Training-Parameters
FAQ Related to Training Parameters
What is the difference between epochs and cycles?
In our federated learning infrastructure:
- An epoch refers to a complete forward and backward pass of all the training data.
- A cycle refers to a set of epochs completed across multiple nodes, after which the model weights from different nodes are averaged.
You specify cycles instead of epochs because our system averages weights and calculates metrics at the end of each cycle. This makes cycles a more meaningful unit in federated learning.
Should I run more epochs or more cycles in my training?
It is recommended to run fewer epochs and more cycles. For example, if you plan to run 25 epochs, it's better to run 5 epochs with 5 cycles rather than 25 epochs with 1 cycle.
How can I implement callbacks?
Callbacks can be implemented via the training plan. For details, refer to the hyperparameters section.
Can I use a pre-trained model and specify which layers should not be retrained?

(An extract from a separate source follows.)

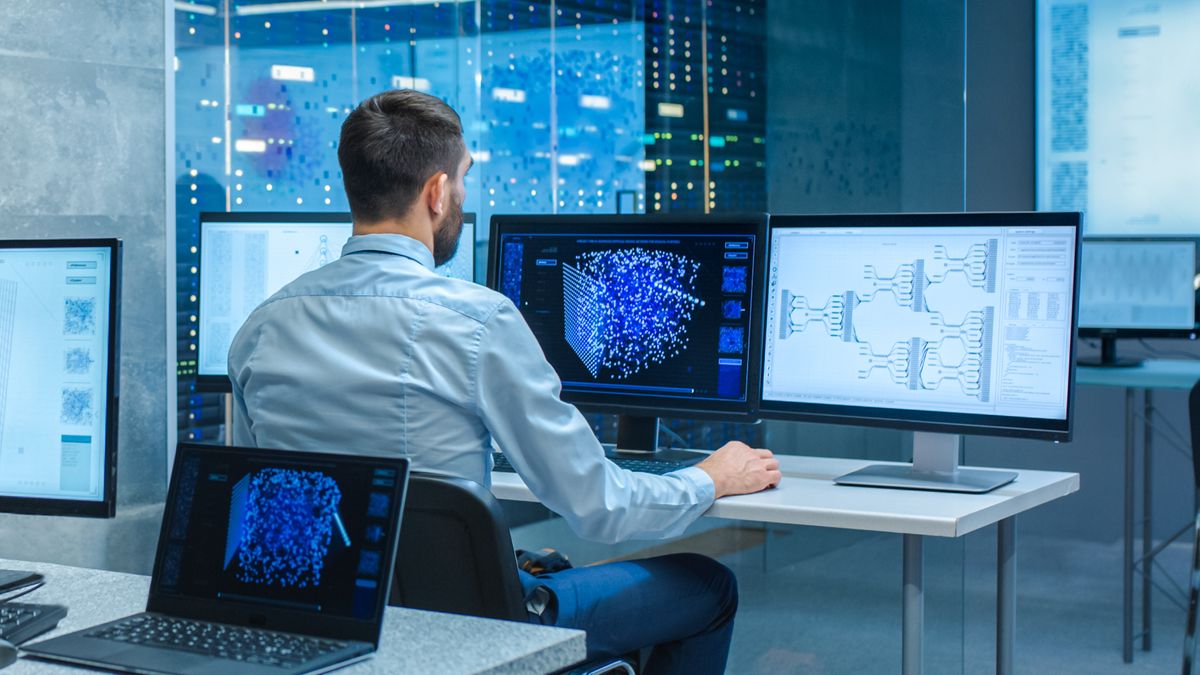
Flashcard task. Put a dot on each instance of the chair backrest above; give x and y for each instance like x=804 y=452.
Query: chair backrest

Yes, you can freeze specific layers using the layersFreeze parameter in the training plan. More details can be found in the hyperparameters section.
Can I use the source code for my trainings?
Due to the proprietary nature of our federated learning infrastructure, we do not provide direct access to the training code. However, our documentation and guides should provide enough transparency about the training process.
How can I set my training plan?
You can customize your models training with different types of parameters according to your needs.
For more information on training parameters have a look at the training plan section of our documentation.
Can I check the default values for each parameter?
Yes, you can check the default values of each parameter before setting any value by running:
trainingObject.getTrainingPlan()
You can use the same command to check the updated values for each parameter.
How can I reset all parameters to their default value?
Use the following command to reset all training plan parameters to their default values:
trainingObject.resetTrainingPlan()
AttributeError: 'NoneType' object has no attribute 'experimentName' while submitting my training plan?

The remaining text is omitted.